A very happy Ginger went back to rallying union workers at different locations including Consolidated Smelter and Mines at Trail and other company chains. Ironically just 11 days after spearheading yet another strike at CS &M Trail Goodwin was ordered to take the test again. He was now “fit for duty”. This time his health rating jumped to an A.
No one questioned the dramatic status change was a setup by the smelter company to get rid of Goodwin. Many suspected CS and M led by Selwyn Blaylock were responsible. Regardless Ginger Goodwin was not about to go to war and made it abundantly clear. Within a few days of the tests Ginger quietly snuck out of Trail and made his way back to friends on Vancouver Island.
Desperate for more fighting men and aggravated by union activists the provincial government stepped up the measures to track down draft dodgers. In Victoria the Dominion police force was organized and ordered to track down such cowards as Goodwin and his cohorts.

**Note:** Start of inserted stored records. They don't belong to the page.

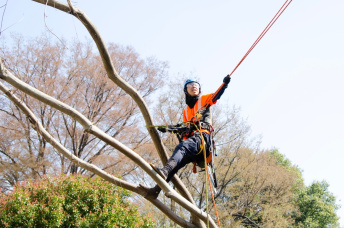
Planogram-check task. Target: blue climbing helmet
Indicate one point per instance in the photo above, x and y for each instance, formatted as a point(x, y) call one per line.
point(190, 81)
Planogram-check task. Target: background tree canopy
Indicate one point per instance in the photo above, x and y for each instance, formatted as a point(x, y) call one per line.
point(257, 187)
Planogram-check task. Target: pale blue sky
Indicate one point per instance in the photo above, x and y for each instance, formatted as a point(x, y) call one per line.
point(290, 87)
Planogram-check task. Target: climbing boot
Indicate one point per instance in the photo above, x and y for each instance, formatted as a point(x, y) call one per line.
point(151, 193)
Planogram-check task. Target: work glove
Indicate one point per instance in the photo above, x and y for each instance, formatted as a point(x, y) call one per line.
point(162, 129)
point(226, 79)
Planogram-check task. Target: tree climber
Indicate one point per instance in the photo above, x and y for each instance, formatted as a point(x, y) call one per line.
point(190, 149)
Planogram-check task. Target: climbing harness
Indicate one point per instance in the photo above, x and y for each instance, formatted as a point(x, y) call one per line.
point(187, 130)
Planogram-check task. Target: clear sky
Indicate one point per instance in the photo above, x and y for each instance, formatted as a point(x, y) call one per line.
point(290, 88)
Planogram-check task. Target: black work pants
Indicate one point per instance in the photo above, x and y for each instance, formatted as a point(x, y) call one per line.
point(188, 151)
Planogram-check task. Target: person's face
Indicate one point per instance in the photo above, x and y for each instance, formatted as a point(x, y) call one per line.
point(192, 89)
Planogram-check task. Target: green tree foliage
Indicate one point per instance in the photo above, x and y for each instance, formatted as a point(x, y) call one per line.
point(317, 207)
point(73, 201)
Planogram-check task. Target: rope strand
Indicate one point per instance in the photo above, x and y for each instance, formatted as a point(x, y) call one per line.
point(274, 19)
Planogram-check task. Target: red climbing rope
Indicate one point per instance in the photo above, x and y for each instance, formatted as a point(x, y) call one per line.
point(274, 19)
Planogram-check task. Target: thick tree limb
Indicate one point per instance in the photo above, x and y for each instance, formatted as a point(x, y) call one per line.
point(89, 127)
point(92, 168)
point(113, 75)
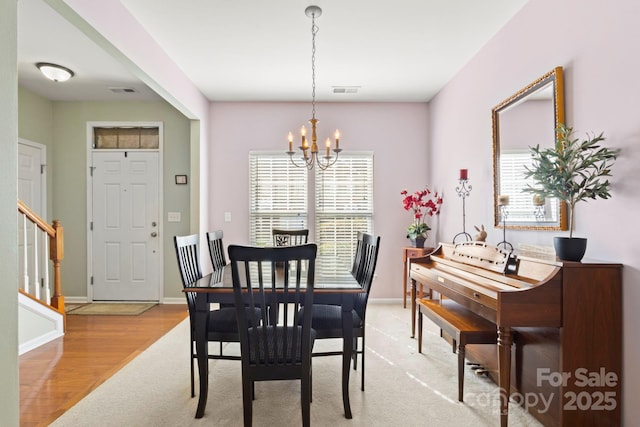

It was clear what happened next in the hills above Cumberland the only witness to what happened next was a disgraced former police officer named Dan Campbell a crack shot and skilled woodsman Campbell was hired as a posse to help track down Goodwin and so it was on July 27, 1918 that Campbell while hiking the trail on the lone Mountain found Goodwin and shot him dead.
I single shot through the throat silenced any further protests in the fiery redhead. Campbell later testified he fired in self defence, but Goodwin’s friends and coworkers never believed that story. Goodwin certainly would have surrendered his friends argued.
Tragically two justices of the peace officers ruled that no court case would be held to investigate Campbell’s claims or ascertain the facts of what happened.
When news of Ginger’s execution reached Union leaders on the west coast a one-day general strike, and 5,500 walked off the job. It became a day of violence when returning soldiers opposed to the strike argued and fought with union members and branded the strikers as traitors.
A week after Campbell’s arrest, he appeared before two justices of the peace. They decided there was enough evidence to justify a trial however in October, a grand jury heard the same evidence, and reached the opposite conclusion. There would be no trial. Campbell walked out of the courthouse on Victoria’s Bastion Square a free man.
And Ginger Goodwin became a symbol of workers’ struggles in British Columbia.
I only learned of Ginger while doing research for my book, Lost Souls of Lakewood – the History and Mystery of Blaylock’s Mansion. Goodwin wound up playing an intricate part in the historical fiction book. Perhaps that’s because he was, in truth, larger than life.